El caso de Samara no admitía reparaciones. Era como si en algún momento hubiera cobrado vida propia y quisiera demostrarle a Jaywalker que hiciera lo que hiciera y del modo que lo hiciera, no iba a conseguirlo. Las pruebas cambiaban, mutaban, se reinventaban para derrotarlo.
Estaba ocurriendo lo mismo con la recapitulación final. En la declaración de apertura, les había prometido a los miembros del jurado que sería la solidez de las pruebas de la acusación lo que les indicaría que alguien tenía que haberle tendido una trampa a Samara. Bien, tenía razón en cuanto a la primera parte de la ecuación; las pruebas contra Samara eran abrumadoras, más de lo que él hubiera imaginado. Sin embargo, la segunda parte se había perdido durante el proceso. Las pruebas no caían por su propio peso en ningún sitio. En ningún punto revelaban grietas o agujeros significativos que apuntaran a la inocencia de Samara o a la culpabilidad de otra persona.
Entonces, ¿qué se hacía cuando uno no podía recapitular?
Era una pregunta que Jaywalker nunca se había visto obligado a responder, en sus veinticuatro años de profesión. E incluso aunque se le ocurrió en aquel momento, intentó quitársela de la cabeza. Debía de haber un modo de ganar aquel caso, tenía que haberlo. Sencillamente, todavía no se le había ocurrido cómo. Sólo era una cuestión de tiempo.

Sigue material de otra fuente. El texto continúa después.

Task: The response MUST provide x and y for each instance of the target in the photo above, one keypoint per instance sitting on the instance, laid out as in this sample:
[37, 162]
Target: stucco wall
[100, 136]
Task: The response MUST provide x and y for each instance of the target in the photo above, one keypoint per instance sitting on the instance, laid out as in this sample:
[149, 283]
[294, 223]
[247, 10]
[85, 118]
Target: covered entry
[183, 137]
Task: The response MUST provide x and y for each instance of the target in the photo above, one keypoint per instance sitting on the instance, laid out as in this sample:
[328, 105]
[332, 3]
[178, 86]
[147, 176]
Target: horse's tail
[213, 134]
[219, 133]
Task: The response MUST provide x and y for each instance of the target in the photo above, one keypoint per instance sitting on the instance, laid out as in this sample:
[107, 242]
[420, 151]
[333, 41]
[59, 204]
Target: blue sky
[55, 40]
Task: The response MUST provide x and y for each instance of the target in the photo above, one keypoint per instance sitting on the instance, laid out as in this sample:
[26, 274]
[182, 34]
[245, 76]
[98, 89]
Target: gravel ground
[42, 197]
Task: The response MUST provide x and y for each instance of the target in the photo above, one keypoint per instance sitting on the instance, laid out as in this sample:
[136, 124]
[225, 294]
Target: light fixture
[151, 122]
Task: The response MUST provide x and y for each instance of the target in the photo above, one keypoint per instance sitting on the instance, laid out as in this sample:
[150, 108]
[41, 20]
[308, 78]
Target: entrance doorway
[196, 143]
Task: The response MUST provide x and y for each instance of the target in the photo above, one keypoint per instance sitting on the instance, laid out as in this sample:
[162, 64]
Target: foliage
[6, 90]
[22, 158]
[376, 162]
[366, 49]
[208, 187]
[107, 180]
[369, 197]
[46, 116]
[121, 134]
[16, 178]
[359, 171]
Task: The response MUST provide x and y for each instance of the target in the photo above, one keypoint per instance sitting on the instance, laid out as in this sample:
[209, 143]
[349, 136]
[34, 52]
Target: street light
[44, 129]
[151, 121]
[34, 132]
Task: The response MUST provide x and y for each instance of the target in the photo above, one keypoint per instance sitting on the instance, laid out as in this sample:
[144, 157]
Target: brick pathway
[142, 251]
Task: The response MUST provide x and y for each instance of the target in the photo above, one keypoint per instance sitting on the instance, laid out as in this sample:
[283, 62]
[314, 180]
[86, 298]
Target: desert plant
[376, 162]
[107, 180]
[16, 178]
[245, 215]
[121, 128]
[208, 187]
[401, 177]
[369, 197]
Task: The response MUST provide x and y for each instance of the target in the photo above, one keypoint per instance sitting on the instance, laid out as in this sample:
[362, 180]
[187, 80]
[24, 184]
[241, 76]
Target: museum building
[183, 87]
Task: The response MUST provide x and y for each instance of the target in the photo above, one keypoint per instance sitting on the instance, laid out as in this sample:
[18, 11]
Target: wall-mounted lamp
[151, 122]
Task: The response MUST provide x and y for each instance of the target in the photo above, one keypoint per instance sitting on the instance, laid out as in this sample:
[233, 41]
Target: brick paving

Algo que se le estaba acabando rápidamente.
Mariposas
Jaywalker llegó al tribunal neuróticamente temprano, como siempre hacía en los días de las declaraciones finales. Apareció pálido, demacrado y cansado. Sin embargo, por dentro notaba descargas de adrenalina. Durante las dos semanas anteriores, había dormido una media de tres horas al día y había perdido casi ocho kilos. Su traje de la buena suerte le colgaba del cuerpo. Llevaba el pelo más o menos bien peinado y estaba recién afeitado; sin embargo, incluso afeitarse le había pasado factura. Jaywalker se afeitaba todos los días (salvo los fines de semana) sin incidentes. Podría afeitarse con los ojos cerrados. Sin embargo, los días de recapitulación siempre se las arreglaba para cortarse y sangrar como si tuviera hemofilia. Siempre. En una ocasión, había tenido que hacer la declaración final con pequeños pedacitos de papel higiénico pegados a la barbilla y el cuello para que no se le mancharan de sangre la corbata, el cuello de la camisa y las notas, e incluso salpicara los miembros del jurado que estaban en primera fila. Habían absuelto a su cliente, le dijeron después, no tanto porque dudaran de su culpabilidad, sino porque temían que de condenarlo Jaywalker volviera a casa y terminara el trabajo.